Program multimedia with JMF, Part 1

Go multimedia by learning how the Java Media Framework compares to your stereo system

The Java Media Framework (JMF) is a large and versatile API used to process time-based media. However, JMF’s complexity can take weeks to understand. With that complexity in mind, this article introduces JMF the easy way. We start by drawing an analogy with a stereo system, and then proceed with discussions of JMF’s most common interfaces and classes. Finally, we’ll see working code that demonstrates part of the API’s capabilities.

This article, the first of a two-part series, focuses on the JMF architecture. Part 2 will focus mostly on the code that shows how to register the capture devices, and to play and capture audio and video data.

JMF, currently at version 2.1, is Sun’s initiative to bring time-based media processing to Java. Time-based media is data that changes meaningfully with respect to time, such as audio and video clips, MIDI sequences, and animations. Note that Sun recently announced it would release the JMF 2.1 source code under the Sun Community Source Licensing Program (SCSL). Also a complete reference implementation, JMF 2.1 will enable you to do anything imaginable with multimedia. Among others uses, JMF can:

Play various multimedia files in a Java applet or application. The formats supported include AU, AVI, MIDI, MPEG, QuickTime, and WAV.
Play streaming media from the Internet.
Capture audio and video with your microphone and video camera, then store the data in a supported format.
Process time-based media and change the content-type format.
Transmit audio and video in realtime on the Internet.
Broadcast live radio or television programs.

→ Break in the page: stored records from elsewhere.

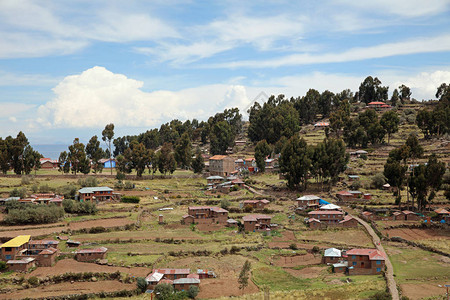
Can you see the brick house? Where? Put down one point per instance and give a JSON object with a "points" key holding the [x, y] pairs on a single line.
{"points": [[221, 165], [183, 284], [331, 217], [365, 261], [205, 215], [12, 247], [256, 204], [91, 254], [348, 222], [308, 201], [256, 222], [331, 256], [102, 193], [21, 265]]}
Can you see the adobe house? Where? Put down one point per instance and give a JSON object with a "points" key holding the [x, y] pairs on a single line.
{"points": [[308, 201], [205, 215], [344, 195], [101, 193], [183, 284], [11, 248], [348, 222], [91, 254], [256, 204], [328, 217], [21, 265], [331, 256], [256, 222], [365, 261], [314, 223], [221, 165]]}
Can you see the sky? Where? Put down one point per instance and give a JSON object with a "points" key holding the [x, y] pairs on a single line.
{"points": [[68, 68]]}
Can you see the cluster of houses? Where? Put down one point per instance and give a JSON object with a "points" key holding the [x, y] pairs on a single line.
{"points": [[355, 261], [324, 214], [23, 253], [217, 215]]}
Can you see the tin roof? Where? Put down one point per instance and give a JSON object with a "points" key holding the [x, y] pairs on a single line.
{"points": [[17, 241]]}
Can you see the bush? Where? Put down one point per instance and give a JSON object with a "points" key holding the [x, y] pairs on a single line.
{"points": [[130, 199], [33, 214], [34, 281], [89, 181], [83, 208], [378, 180], [22, 192], [192, 291]]}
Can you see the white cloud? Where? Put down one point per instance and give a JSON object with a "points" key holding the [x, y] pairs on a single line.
{"points": [[97, 97], [413, 46]]}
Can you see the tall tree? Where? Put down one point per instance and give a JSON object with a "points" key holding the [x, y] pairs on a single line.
{"points": [[95, 153], [405, 93], [183, 151], [244, 275], [389, 120], [262, 150], [295, 162], [198, 164], [107, 137]]}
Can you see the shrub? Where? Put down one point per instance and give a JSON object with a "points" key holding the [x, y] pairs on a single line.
{"points": [[378, 180], [89, 181], [130, 199], [33, 280], [141, 284], [22, 192], [192, 291]]}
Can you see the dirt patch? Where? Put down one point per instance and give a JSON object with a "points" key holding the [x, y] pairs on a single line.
{"points": [[415, 291], [298, 260], [68, 288], [70, 265], [418, 234], [107, 223], [308, 272], [214, 288]]}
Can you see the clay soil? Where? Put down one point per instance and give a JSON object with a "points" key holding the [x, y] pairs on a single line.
{"points": [[308, 272], [417, 234], [70, 265], [68, 288], [298, 260], [415, 291]]}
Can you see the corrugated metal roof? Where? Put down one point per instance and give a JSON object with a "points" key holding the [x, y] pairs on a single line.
{"points": [[17, 241]]}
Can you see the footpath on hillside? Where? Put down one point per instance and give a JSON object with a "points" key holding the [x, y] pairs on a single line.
{"points": [[392, 285]]}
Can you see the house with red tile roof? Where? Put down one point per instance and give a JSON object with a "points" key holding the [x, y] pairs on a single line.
{"points": [[365, 261]]}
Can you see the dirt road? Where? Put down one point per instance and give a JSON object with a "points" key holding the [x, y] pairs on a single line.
{"points": [[392, 285]]}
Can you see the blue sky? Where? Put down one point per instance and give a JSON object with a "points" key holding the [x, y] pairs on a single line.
{"points": [[68, 68]]}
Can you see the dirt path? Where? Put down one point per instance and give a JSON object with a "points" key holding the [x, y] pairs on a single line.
{"points": [[392, 285]]}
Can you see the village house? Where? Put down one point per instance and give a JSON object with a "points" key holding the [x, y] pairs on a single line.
{"points": [[328, 217], [48, 163], [205, 215], [221, 165], [21, 265], [91, 254], [256, 222], [102, 193], [365, 261], [12, 247], [331, 256], [308, 201], [256, 204]]}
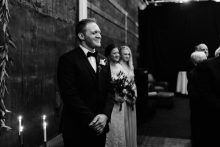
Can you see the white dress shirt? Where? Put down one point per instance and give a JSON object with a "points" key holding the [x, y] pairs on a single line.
{"points": [[91, 59]]}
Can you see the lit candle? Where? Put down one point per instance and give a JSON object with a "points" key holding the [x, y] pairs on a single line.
{"points": [[45, 128], [20, 128]]}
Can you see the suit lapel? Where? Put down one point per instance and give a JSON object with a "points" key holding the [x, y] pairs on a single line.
{"points": [[86, 62]]}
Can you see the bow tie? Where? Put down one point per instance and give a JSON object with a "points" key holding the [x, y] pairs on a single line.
{"points": [[89, 54]]}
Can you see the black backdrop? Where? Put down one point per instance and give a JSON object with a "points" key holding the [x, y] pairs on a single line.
{"points": [[169, 32]]}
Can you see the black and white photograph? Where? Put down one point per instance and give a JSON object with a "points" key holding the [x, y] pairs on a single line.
{"points": [[109, 73]]}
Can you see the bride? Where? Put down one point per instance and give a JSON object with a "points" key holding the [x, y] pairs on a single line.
{"points": [[116, 137]]}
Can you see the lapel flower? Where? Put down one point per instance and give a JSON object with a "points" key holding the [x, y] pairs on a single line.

However, before you write a JMF application, you need to fully understand the JMF architecture, its interfaces, and its classes.

The JMF architecture

To easily understand the JMF architecture, take your stereo system as a comparison. When you play a Sarah Vaughan CD with your CD player, the CD provides the music data to the system. This data has been previously captured using microphones and other devices in the recording studio. The microphone serves as an audio capture device. The CD itself is a data source to the stereo system.

The CD player outputs the music signal to the speaker — the output device. However, from the CD player we can also plug in an earphone. In this case, the earphone acts as the output device.

JMF uses the same model. As you read on, you will come across terms such as:

Data source
Capture device
Player
Processor
DataSink
Format
Manager

Let’s look at these terms in more detail.

Data source

A data source encapsulates the media stream much like a music CD. In JMF, a DataSource object represents the audio media, video media, or a combination of the two. A DataSource can be a file or an incoming stream from the Internet. The good thing about this class is, once you determine its location or protocol, the DataSource encapsulates both the media location, and the protocol and software used to deliver the media. Once created, a DataSource can be fed into a Player to be rendered, with the Player unconcerned about where the DataSource originated or what was its original form.

Media data can be obtained from various sources, such as local or network files, or live Internet broadcasts. As such, DataSources can be classified according to how a data transfer initiates:

Pull data source: The client initiates the data transfer and controls the data flow from the source. HTTP and FILE serve as examples of established protocols for this type of data.
Push data source: The server initiates the data transfer and controls the data flow from a push data source. Push data source examples include broadcast media and video on demand.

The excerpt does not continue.